Charles Dickens’ tan 19. Yüzyıl İngiltere’sine Eleştirel Bir Bakış

Suphi Burak ÜSKENT 
Yüksek Lisans Tezi (2006)
[Tezin tamamını okumak için aşağıdaki linke bkz.]


https://upload.wikimedia.org/wikipedia/commons/3/36/Dickens_by_Watkins_1858.png
Charles John Huffam Dickens (7 Şubat 1812 – 9 Haziran 1870) İngiliz yazar ve toplumsal eleştirmen. En unutulmaz kurgusal karakterlerden bazılarını yaratmasının yanında Victoria devrinin en iyi romancısı olarak kabul edilir. Charles Dickens, 1812'de İngiltere'de, Porstmouth yakınlarında doğdu. 12 yaşındayken ayakkabı boyası yapan bir fabrikaya girdi, kutulara etiket yapıştırmakla görevlendirildi. Bu sırada Dickens'in babası cezaevindeydi; çünkü gırtlağına kadar borca batmıştı, kimseye parasını ödeyemez duruma düşmüştü. Charles dört ay boyunca fabrikada çalıştı, Pazar günlerini de ailesiyle birlikte cezaevinde geçiriyordu. Bu dönem geleceğin romancısının ruhunda derin izler bıraktı. Babası cezaevinden çıktıktan sonra Charles işvereniyle kavga etti, böylece boya fabrikasından ayrılıp okula başladı. 1827'de okulu bitirdikten sonra bir noterin yanına girdi. Daha sonra hem bu işi yürütmeye, hem de yazmaya başladı; giderek yazar olarak büyük ün kazandı. 1 


[Aşağıda yazarın Zor Zamanlar romanında yer alan konuyla ilgili örnekler vardır.] 

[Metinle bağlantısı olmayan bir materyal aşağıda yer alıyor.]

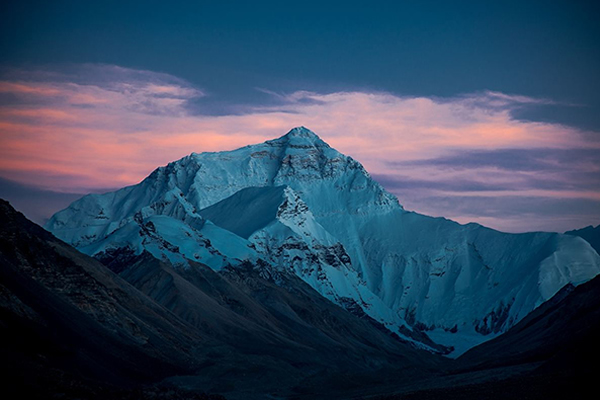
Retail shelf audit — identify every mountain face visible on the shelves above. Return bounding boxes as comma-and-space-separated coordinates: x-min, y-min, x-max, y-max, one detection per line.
565, 225, 600, 254
0, 200, 448, 400
46, 127, 600, 355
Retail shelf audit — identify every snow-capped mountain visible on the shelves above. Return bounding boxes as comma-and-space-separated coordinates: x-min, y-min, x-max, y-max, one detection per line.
46, 127, 600, 355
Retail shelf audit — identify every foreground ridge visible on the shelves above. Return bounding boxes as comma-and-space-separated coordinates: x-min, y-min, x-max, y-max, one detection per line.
46, 127, 600, 356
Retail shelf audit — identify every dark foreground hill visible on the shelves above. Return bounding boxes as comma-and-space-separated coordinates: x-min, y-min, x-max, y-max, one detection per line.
0, 201, 600, 399
0, 201, 446, 398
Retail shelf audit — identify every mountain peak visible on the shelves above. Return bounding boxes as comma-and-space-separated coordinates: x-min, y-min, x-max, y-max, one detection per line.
284, 126, 320, 139
273, 126, 327, 147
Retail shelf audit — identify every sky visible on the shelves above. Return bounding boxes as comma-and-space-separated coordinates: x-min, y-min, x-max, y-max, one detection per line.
0, 0, 600, 232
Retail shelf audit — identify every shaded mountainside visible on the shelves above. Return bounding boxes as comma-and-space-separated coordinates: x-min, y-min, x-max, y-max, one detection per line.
369, 277, 600, 400
565, 225, 600, 254
46, 127, 600, 356
0, 201, 448, 399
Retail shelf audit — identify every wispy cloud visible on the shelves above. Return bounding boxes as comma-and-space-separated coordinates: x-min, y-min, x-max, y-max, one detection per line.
0, 65, 600, 230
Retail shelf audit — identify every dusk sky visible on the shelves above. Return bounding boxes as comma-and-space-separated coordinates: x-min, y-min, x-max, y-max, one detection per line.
0, 0, 600, 232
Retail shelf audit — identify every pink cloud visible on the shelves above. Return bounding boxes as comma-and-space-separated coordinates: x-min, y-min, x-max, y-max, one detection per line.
0, 66, 600, 230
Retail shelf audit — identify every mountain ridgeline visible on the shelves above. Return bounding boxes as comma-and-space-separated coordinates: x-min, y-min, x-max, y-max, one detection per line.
46, 127, 600, 356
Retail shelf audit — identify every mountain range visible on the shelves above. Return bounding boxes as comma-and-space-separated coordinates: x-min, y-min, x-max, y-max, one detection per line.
46, 127, 600, 356
0, 127, 600, 400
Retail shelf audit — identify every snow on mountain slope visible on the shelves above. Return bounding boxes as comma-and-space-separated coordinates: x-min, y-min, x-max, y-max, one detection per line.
46, 127, 600, 350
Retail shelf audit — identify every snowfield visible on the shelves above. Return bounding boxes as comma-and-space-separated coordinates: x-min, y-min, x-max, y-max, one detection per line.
46, 127, 600, 356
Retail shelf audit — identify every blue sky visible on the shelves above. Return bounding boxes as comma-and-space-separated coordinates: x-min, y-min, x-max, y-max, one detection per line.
0, 1, 600, 231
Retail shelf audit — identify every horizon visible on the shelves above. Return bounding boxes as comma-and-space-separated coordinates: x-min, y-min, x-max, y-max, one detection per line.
0, 1, 600, 232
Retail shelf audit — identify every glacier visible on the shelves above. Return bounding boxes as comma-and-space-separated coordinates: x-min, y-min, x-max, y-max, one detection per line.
45, 127, 600, 356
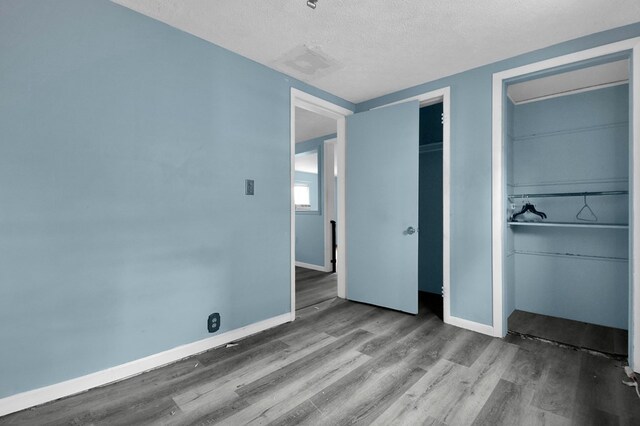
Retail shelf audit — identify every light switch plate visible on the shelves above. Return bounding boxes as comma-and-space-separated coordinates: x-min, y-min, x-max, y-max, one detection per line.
244, 179, 254, 195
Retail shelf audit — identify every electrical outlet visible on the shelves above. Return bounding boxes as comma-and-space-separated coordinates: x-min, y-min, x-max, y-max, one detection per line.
207, 312, 220, 333
244, 179, 255, 195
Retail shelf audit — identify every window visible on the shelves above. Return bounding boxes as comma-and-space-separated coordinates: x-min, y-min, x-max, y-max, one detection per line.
293, 182, 311, 210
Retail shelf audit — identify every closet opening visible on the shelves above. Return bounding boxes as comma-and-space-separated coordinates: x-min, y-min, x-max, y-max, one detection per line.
503, 57, 631, 358
418, 101, 443, 319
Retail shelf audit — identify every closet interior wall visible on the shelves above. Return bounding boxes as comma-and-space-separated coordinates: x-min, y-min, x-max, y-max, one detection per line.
504, 84, 629, 330
418, 103, 443, 295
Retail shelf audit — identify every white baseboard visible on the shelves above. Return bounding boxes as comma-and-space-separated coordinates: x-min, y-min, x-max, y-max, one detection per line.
0, 312, 295, 416
444, 316, 502, 337
296, 261, 333, 272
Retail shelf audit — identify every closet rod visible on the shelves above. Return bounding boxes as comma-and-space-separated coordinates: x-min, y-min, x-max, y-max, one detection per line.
509, 191, 629, 198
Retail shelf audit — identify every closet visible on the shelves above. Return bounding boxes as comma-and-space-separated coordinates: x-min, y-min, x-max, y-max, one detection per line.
418, 102, 443, 316
504, 60, 630, 355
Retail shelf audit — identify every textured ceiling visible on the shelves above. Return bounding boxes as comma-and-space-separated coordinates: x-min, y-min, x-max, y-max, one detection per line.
296, 108, 338, 142
114, 0, 640, 103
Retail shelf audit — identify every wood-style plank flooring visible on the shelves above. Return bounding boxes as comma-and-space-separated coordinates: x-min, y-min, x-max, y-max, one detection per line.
0, 299, 640, 425
509, 310, 628, 358
296, 266, 338, 309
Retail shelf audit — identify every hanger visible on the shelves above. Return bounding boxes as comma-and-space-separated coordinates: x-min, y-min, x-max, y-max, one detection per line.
576, 194, 598, 222
511, 202, 547, 220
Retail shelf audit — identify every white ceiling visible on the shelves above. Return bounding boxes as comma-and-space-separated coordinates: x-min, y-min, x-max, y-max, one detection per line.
296, 108, 337, 143
113, 0, 640, 103
296, 151, 318, 175
507, 59, 629, 104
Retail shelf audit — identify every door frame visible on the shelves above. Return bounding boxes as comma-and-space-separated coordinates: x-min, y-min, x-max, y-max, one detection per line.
373, 86, 460, 328
289, 87, 353, 321
322, 138, 340, 272
491, 37, 640, 371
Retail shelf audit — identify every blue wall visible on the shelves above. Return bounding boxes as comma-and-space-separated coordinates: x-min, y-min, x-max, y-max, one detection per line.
0, 0, 353, 397
295, 133, 336, 267
356, 23, 640, 325
507, 84, 629, 329
418, 103, 443, 294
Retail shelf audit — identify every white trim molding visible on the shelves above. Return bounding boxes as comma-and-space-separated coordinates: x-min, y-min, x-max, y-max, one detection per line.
290, 87, 353, 320
322, 138, 337, 272
445, 315, 494, 336
296, 261, 331, 272
0, 313, 291, 416
491, 37, 640, 371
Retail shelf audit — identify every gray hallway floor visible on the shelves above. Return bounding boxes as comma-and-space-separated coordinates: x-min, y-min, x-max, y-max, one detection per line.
0, 299, 640, 426
296, 266, 338, 309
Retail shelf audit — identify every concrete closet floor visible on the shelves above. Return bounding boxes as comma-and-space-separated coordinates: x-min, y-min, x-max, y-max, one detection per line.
509, 310, 629, 358
0, 299, 640, 425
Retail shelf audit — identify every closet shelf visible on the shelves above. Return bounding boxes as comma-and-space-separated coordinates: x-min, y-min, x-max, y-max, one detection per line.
507, 222, 629, 229
508, 191, 629, 198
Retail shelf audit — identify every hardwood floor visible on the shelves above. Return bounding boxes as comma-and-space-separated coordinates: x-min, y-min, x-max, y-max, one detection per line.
0, 299, 640, 425
509, 310, 628, 358
296, 266, 338, 309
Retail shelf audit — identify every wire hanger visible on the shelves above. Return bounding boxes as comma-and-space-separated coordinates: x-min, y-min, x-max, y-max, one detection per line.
576, 194, 598, 222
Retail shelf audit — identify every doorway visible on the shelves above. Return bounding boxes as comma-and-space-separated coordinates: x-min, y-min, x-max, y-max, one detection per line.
418, 102, 444, 319
290, 88, 353, 321
293, 107, 338, 310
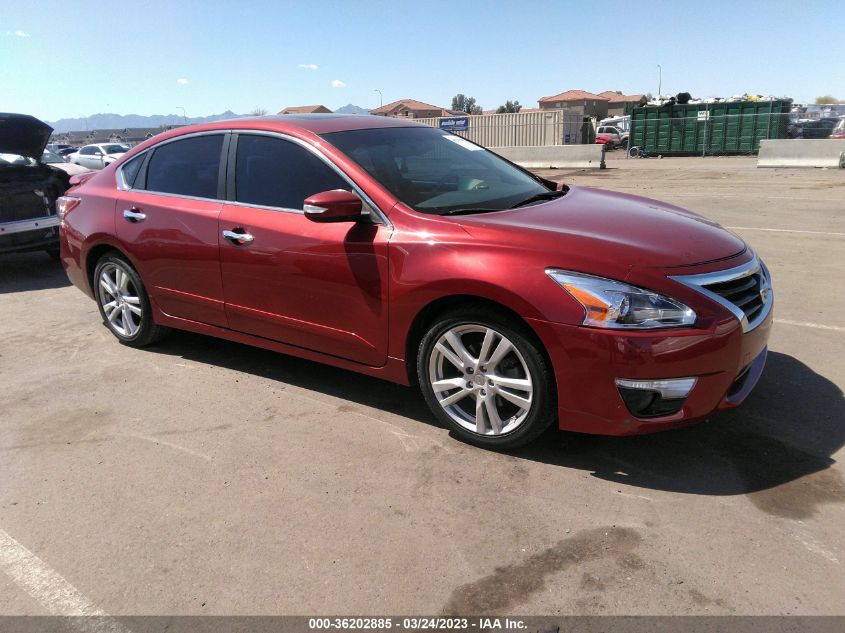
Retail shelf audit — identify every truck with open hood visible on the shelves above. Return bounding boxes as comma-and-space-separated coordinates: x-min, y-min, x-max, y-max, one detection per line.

Dickens, tam da bu dönemde yaşamış bir insan olarak Endüstri Devrimi’nin insana ve topluma bakış açısını çok iyi biliyordu. Fabrikalar, fabrikalarda kullanılan makineler, bu makinelerin sayıları, kullanım biçimleri, fabrikalarda çalıştırılan insanların sayıları, kimlik numaraları, eğitim ve sağlık istatistikleri, iktisadi ve endüstriyel rakamlar, milli servetin sayısal değerleri, ekonomi ve bu büyük devrimle ilgisi olan her konunun ucu sonuçta sayılara, dolayısıyla da matematiğe dayanıyordu. Bütün bunların yanı sıra, insanların çocuklar ve kadınlar da dahil olmak üzere saatler boyunca çalıştırılmaları, özel kimlik numaralarıyla fişlenmeleri ve eğitim kurumlarında yapılan derslerde bile her konunun sayılarla ifade edilmesi zorunluluğu da sayısal bilimlere o zamanlar verilen önemden kaynaklanmaktaydı. Makineleşme sonucu gelişmekte olan ağır sanayinin, ucuz işçiliğin altında ezilen, patronlarınca yalnızca sayılar ya da “eller” olarak görülen ve bu şekilde insanlıklarını kaybeden insanlar da makineleşmişlerdi.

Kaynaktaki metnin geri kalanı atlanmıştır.